Dalam Surat Edaran Nomor B.31/PHIJSK/I/2012 tentang Pelaksanaan Putusan Mahkamah Konstitusi Nomor 27/PUU-IX/2011 tanggal 17 Januari 2012 itu ditujukan kepada Kepala Instansi yang bertanggungjawab di bidang Ketenagakerjaan Provinsi di Seluruh Indonesia mengenai pengujian Pasal 59, Pasal 64, Pasal 65, dan Pasal 66 Undang-Undang Nomor 13 Tahun 2003 tentang Ketenagakerjaan terhadap Undang Undang Dasar Negara Republik Indonesia Tahun 1945 yang dilakukan Mahkamah Konstitusi.
Dalam Surat Edaran tersebut dijabarkan lebih lanjut mengenai beberapa hal:
- Perjanjian Kerja Waktu Tertentu (PKWT) sebagaimana yang diatur dalam Pasal 59 UU No. 13 Tahun 2003 tentang Ketenagakerjaan tetap berlaku.
- Dalam hal perusahaan menerapkan sistem penyerahan sebagian pelaksanaan pekerjaan kepada Perusahaan lain melalui perjanjian pemborongan pekerjaan atau penyediaan jasa pekerja sebagaimana diatur dalam Pasal 64, Pasal 65 dan Pasal 66 UU No. 13 Tahun 2003 tentang Ketenagakerjaan maka:
- Apabila dalam perjanjian kerja antara perusahaan penerima pemborongan pekerjaan atau perusahaan penyedia jasa pekerja dengan pekerjanya tidak memuat syarat adanya pengalihan perlindungan hak-hak bagi pekerja yang obyek kerjanya tetap ada (sama), kepada perusahaan penerima pemborongan pekerjaan lain atau perusahaan penyedia jasa pekerja lain, maka hubungan kerja antara perusahaan penerima pekerjaan borongan atau perusahaan penyedia jasa pekerja dengan pekerjanya harus didasarkan pada Perjanjian Kerja Waktu Tidak Tertentu (PKWTT).
- Apabila dalam perjanjian kerja antara perusahaan penerima pemborongan pekerjaan atau perusahaan penyedia jasa pekerja dengan pekerjanya memuat syarat adanya pengalihan perlindungan hak-hak bagi pekerja yang obyek kerjanya tetap ada (sama), kepada perusahaan penerima pemborongan pekerjaan lain atau perusahaan penyedia jasa pekerja lain, maka hubungan kerja antara perusahaan penerima pekerjaan borongan atau perusahaan penyedia jasa pekerja dengan pekerjanya dapat didasarkan pada Perjanjian Kerja Waktu Tertentu (PKWT).

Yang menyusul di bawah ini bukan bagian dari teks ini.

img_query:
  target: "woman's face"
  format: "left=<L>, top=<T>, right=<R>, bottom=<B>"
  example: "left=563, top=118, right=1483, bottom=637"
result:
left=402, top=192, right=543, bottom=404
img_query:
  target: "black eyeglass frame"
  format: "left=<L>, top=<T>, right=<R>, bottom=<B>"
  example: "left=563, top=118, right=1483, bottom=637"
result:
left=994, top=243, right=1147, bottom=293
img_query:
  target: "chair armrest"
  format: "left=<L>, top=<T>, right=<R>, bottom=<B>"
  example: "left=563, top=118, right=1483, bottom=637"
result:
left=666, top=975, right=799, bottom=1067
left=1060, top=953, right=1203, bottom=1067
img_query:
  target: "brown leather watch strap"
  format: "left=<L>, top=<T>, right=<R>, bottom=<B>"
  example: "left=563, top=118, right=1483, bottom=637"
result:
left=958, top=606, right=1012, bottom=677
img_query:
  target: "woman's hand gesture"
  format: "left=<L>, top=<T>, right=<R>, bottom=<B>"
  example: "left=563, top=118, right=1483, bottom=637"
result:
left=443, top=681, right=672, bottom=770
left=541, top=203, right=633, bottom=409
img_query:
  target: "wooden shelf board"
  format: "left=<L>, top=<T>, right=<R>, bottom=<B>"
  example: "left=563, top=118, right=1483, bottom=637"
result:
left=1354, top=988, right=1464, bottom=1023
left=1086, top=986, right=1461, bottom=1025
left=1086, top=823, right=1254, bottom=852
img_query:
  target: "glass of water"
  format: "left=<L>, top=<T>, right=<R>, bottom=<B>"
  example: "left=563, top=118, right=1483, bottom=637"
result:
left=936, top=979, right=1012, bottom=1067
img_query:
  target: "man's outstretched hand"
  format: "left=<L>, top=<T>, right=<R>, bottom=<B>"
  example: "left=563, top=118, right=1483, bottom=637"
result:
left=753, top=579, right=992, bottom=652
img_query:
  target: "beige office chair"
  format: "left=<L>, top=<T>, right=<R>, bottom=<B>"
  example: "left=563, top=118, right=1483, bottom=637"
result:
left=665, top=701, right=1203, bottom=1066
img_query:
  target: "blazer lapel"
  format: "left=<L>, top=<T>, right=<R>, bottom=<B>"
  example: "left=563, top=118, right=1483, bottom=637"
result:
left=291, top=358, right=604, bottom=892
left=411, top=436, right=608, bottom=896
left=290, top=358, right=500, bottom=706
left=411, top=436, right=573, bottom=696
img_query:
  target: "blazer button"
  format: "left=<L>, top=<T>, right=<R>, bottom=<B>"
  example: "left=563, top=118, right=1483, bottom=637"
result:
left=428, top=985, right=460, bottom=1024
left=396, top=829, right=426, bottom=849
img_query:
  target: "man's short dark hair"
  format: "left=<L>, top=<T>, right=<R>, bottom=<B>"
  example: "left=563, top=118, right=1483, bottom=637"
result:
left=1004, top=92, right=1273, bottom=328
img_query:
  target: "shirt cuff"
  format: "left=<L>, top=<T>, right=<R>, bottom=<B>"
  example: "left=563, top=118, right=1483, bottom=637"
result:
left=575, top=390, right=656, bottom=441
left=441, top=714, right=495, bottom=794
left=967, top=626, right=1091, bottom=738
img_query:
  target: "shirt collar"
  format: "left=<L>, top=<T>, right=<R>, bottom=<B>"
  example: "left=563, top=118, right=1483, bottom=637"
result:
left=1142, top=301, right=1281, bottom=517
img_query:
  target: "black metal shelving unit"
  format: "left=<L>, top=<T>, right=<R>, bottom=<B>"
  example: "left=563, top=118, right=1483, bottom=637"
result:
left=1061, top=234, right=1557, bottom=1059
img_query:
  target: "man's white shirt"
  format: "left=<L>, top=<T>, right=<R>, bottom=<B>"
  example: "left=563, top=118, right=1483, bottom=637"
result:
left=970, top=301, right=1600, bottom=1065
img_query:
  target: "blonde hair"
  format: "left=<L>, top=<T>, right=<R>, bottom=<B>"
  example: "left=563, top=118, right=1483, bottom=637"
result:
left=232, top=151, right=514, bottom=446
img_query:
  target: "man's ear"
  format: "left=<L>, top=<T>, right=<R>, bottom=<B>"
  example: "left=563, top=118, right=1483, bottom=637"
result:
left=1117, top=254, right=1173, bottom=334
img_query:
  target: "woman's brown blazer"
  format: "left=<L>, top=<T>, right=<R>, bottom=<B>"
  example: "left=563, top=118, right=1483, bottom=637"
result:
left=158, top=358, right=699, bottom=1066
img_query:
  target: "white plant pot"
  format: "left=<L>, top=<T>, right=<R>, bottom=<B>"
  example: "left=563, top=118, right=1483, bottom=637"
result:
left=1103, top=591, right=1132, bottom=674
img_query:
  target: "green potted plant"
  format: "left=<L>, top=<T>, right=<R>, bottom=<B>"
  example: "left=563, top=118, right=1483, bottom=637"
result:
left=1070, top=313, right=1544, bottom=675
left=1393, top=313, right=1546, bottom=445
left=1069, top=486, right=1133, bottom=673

- Dengan adanya putusan Mahkamah Konstitusi Nomor 27/PUU-IX/2011 tanggal 12 Januari 2012 tersebut, serta dengan mempertimbangkan keberadaan perjanjian kerja yang telah disepakati oleh kedua belah pihak sebelum diterbitkannya putusan Mahkamah Konstitusi ini, maka PKWT yang saat ini masih berlangsung pada perusahaan pemborongan pekerjaan atau perusahaan penyedia jasa pekerja, tetap berlaku sampai berakhirnya jangka waktu yang diperjanjikan.
Jadi berdasarkan surat edaran Kemenakertrans tersebut, perjanjian kerja pekerja outsourcing harus dibuat secara PKWTT (Perjanjian Kerja Waktu Tidak Tertentu), dengan catatan bila perjanjian kerjanya tidak memuat syarat adanya pengalihan perlindungan hak-hak pekerja yang obyek kerjanya tidak ada (sama) kepada perusahaan outsourcing lain.
Tapi bila perjanjian kerjanya memuat syarat adanya pengalihan perlindungan hak-hak pekerja yang objek kerjanya tetap ada (sama) kepada perusahaan outsourcing lain, perjanjian kerjanya dapat didasarkan pada Perjanjian Kerja Waktu Tertentu (PKWT).